Efficient storage of scipy / numpy arrays in dictionaries

BACKGROUND

The problem I'm working with is the following:

  • As part of the experiment that I am developing for my research, I create a large number of large (4M length) arrays that are somewhat sparse and therefore can be stored as scipy.sparse.lil_matrix instances or simply as scipy.array instances (gain / loss space here is not a problem).

  • Each of these arrays must be conjugated to a string (namely, a word) so that the data makes sense, since they are semantic vectors representing the meaning of this string. I need to keep this mating.

  • The vectors for each word in the list are built one after another and saved to disk before moving on to the next word.

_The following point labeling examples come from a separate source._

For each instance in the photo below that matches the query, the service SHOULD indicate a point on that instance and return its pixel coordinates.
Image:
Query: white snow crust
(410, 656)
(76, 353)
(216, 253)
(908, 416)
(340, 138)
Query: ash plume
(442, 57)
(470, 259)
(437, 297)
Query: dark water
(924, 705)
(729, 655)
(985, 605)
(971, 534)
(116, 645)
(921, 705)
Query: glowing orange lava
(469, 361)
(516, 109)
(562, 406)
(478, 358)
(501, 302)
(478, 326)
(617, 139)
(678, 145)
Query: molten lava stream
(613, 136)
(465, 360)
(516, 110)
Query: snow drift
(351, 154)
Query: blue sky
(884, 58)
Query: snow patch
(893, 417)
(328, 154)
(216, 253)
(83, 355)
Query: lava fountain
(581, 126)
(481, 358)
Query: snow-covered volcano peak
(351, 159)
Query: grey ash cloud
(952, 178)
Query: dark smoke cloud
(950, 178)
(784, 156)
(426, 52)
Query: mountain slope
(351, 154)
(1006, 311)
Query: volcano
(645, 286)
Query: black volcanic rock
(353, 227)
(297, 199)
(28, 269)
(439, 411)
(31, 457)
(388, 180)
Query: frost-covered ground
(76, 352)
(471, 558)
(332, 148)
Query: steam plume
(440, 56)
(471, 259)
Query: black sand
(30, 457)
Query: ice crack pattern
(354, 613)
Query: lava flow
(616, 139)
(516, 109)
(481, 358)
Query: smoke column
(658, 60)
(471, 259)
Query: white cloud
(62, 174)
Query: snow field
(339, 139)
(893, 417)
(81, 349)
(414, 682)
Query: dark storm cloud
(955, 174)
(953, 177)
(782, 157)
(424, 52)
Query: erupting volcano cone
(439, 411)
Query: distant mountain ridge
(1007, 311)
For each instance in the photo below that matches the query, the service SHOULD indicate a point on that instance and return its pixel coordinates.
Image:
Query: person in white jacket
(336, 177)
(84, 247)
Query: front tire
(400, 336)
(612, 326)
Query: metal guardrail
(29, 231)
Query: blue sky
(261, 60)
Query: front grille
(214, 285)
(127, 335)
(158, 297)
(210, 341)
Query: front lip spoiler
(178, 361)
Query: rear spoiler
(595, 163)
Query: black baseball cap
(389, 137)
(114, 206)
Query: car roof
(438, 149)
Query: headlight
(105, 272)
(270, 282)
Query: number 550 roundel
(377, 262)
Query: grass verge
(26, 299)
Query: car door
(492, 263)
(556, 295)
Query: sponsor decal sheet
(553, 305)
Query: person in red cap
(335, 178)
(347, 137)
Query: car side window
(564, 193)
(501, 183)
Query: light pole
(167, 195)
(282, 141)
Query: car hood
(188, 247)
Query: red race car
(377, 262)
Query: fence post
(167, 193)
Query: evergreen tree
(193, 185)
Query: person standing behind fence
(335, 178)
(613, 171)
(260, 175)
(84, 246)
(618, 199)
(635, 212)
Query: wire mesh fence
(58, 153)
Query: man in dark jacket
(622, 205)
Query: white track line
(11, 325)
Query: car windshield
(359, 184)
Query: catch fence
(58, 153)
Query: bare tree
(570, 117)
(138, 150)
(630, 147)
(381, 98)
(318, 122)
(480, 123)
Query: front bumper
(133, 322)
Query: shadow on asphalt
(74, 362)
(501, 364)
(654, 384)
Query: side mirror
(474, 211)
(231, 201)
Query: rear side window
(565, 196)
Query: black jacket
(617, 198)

  • They should be stored on disk in a way that could then be obtained with dictionary syntax. For example, if all the words are stored in a DB-like file, I need to open this file and do something like vector = wordDB[word] .

CURRENT APPROACH

What I am doing now:

  • Using shelve to open a shelf named wordDB

  • Each time a vector (currently using lil_matrix from scipy.sparse ) for a word is built, keeping the vector on a shelf: wordDB[word] = vector

  • When I need to use vectors during the evaluation, I will do the opposite: open the shelf, and then call the vectors by doing vector = wordDB[word] for each word, since they are necessary so that not all vectors should be stored in RAM (which would be impossible) .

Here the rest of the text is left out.